# The BFGS method

### Markus Grasmair, March 3, 2023

In [None]:
# Import the necessary libraries
import numpy as np
import matplotlib.pyplot as plt
from IPython.display import HTML

import TMA4180_definitions
import LineSearchMethods as LS

In [None]:
%matplotlib inline

plt.rcParams['figure.figsize'] = [7, 7]

We consider again the Rosenbrock (or "banana") function
$$
f(x,y) = 100(y-x^2)^2 + (1-x)^2.
$$
We recall that this function has a unique global and local minimum at $(x,y) = (1,1)$.
However, the Hessian of $f$ at this point is ill-conditioned, and therefore the gradient descent method converges extremely slowly. We thus look at a quasi-Newton method instead, specifically the BFGS method.

In [None]:
f = TMA4180_definitions.RB
f.set_plotbounds(np.array([[-0.5,1.5],[-0.5,1.5]]))
x_init = np.array([0.0,0.0])

x,ani = LS.BFGS(f,x_init,max_steps = 15, create_animation=True)
print('Suggested solution: {}'.format(np.round(x,8)))
print('Function value at solution: {:.4f}'.format(f.val(x)))
print('Gradient at solution: {}'.format(np.round(f.grad(x),8)))
HTML(ani.to_jshtml())

We see that we obtain a pretty good result after just 15 iterations. That is, the error is pretty low, although we see that the gradient of $f$ is still significantly different from $0$ (this is a sign of the ill-conditioning of the problem).

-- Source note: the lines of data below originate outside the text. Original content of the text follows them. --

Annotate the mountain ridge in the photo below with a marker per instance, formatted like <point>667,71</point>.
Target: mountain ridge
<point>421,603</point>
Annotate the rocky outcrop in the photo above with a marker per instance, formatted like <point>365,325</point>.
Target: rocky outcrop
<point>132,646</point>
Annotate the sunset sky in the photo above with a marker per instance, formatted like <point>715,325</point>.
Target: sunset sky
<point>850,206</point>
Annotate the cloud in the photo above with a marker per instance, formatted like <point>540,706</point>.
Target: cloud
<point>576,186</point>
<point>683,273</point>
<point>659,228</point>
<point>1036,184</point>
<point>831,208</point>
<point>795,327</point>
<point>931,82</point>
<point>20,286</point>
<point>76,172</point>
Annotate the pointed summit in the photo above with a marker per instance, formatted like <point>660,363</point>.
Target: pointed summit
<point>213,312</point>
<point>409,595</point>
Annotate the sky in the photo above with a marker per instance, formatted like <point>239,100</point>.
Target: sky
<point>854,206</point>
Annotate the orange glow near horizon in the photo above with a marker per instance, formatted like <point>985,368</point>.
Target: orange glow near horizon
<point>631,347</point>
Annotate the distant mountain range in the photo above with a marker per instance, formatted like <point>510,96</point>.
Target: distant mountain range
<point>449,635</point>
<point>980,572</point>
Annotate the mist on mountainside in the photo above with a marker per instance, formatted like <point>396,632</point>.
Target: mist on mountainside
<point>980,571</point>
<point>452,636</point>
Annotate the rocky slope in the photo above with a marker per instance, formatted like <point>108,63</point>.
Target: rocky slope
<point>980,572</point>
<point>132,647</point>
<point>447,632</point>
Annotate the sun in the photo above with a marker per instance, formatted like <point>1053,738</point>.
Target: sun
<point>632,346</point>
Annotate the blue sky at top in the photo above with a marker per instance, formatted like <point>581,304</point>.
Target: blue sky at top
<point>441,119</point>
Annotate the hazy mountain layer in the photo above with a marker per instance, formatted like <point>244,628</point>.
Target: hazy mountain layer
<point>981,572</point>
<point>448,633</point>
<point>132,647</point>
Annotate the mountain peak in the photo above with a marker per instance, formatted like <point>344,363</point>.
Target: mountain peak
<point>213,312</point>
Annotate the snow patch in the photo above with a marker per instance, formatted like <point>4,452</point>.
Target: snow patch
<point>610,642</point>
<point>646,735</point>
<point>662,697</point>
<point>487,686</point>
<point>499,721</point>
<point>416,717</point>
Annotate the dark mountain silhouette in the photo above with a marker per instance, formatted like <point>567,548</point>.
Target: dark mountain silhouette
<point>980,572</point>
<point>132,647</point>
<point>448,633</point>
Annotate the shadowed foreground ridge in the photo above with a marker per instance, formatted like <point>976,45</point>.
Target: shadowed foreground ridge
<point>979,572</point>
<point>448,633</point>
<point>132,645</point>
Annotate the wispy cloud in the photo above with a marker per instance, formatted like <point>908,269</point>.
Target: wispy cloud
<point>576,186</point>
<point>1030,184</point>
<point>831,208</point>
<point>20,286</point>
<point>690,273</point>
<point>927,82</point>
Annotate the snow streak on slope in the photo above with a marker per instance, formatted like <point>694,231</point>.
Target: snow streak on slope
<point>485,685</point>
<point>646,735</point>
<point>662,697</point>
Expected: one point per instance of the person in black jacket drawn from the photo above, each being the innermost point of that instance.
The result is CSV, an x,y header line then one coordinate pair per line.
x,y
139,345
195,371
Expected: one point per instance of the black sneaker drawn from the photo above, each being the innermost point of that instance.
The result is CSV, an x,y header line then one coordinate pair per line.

Let's now have a look at a convergence plot in order to see more details about the behaviour of the method.

In [None]:
%matplotlib inline

plt.rcParams['figure.figsize'] = [15, 8]

In [None]:
x,fig = LS.BFGS(f,x_init,max_steps = 30,convergence_plot=True)
print('Suggested solution: {}'.format(np.round(x,8)))
print('Function value at solution: {:.4f}'.format(f.val(x)))
print('Gradient at solution: {}'.format(np.round(f.grad(x),8)))

At first, the convergence appears to be linear and rather slow. At some point, however, it drastically speeds up and we either have superlinear or at least *very fast* linear convergence.

Let's compare this to Newton's method (with the same line search):

In [None]:
x,fig = LS.NewtonWolfe(f,x_init,max_steps = 20,create_animation=False,convergence_plot=True)
print('Suggested solution: {}'.format(np.round(x,8)))
print('Function value at solution: {:.4f}'.format(f.val(x)))
print('Gradient at solution: {}'.format(np.round(f.grad(x),8)))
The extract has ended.